I'm not accusing you of not trying to save your fish, I'm just trying to put together the picture of the past two years that will explain the current situation. Gravel has a way of gunking up, but it sounds like you are cleaning it. Make sure there is still flow through the pads in the penguins and that it isn't just flowing over and around the pads. That is in issue with those when they start to load up.

I would look at not just the frequency of what you feed your fish but the quantity. I can feed 2x daily if I want to, but I have a lot of plant and more importantly each feeding is very light.

Good on retesting the nitrate test. If you weren't shaking the reagent bottles well enough in the past you may have been getting an erroneous reading that made things look better than accurate, ie it may not have been 40 yesterday. I'm assuming the API kit as I don't know if that issue applies to others. It is also possible that organic matter was trapped somewhere in the system and is now able to break down. It came from somewhere, we just don't know where.

I assume when you siphon the gravel you get all the way to the bottom of the tank (except near plant roots)?


----------



## DeJay126 (Apr 22, 2013)

Yeah, I dig the siphon in as far as I can possibly go. I do one half of the tank each week, alternating, so that every other week the entire thing has been cleaned. Keep in mind, this all happened because I went from a 20 gallon long to a 55 gallon and added more fish than I should have at once because of a momentary lapse of judgement. Completely forgot everything I had learned and here I am, fish dying, levels spiked, trying to figure it all out.

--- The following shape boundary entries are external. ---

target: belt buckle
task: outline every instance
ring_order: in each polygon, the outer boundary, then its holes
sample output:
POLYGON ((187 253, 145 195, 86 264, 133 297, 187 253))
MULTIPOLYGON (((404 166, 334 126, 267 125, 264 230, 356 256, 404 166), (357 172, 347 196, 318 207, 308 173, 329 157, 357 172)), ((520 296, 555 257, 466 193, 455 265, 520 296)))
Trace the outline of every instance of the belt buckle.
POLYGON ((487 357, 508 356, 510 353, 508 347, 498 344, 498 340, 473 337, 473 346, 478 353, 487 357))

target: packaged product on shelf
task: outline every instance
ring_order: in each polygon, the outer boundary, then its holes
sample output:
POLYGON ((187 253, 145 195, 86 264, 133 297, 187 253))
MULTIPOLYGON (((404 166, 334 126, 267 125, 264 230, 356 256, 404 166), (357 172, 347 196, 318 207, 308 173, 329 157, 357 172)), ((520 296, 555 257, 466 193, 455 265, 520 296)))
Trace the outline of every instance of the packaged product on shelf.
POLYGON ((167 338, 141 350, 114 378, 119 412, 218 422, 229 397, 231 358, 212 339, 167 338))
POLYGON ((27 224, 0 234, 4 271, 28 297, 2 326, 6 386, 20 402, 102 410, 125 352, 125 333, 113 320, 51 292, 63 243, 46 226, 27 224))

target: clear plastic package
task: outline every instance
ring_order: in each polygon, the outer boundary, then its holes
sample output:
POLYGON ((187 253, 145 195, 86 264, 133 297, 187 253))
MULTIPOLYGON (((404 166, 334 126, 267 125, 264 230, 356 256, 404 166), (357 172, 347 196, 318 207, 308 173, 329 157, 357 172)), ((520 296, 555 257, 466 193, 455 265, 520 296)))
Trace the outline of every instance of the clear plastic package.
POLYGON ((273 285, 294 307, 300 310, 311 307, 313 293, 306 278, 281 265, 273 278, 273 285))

Thanks for the help. I'll continue to do the water changes every day and see where that gets me. I'm hoping that it'll stop relatively soon. Luckily I've had the past 5 days off as I'm starting a new job Tuesday and wanted to take some time off to relax before starting. The new job, I'm going to be working 5 10 hour shifts a week, and although the last thing I'm gonna want to do is change 40 gallons of water after busting my *** at work, I'm going to have to in order to keep these guys alive and get this tank situated.


----------



## jccaclimber2 (May 6, 2012)

I missed the part about the tank swap, did you swap the gravel over too? Was it well rinsed (in dechlorinated water) during the move? A direct gravel swap without a good rinse would be enough to cause these issues on its own. Doesn't change the path forward, but might explain things.


----------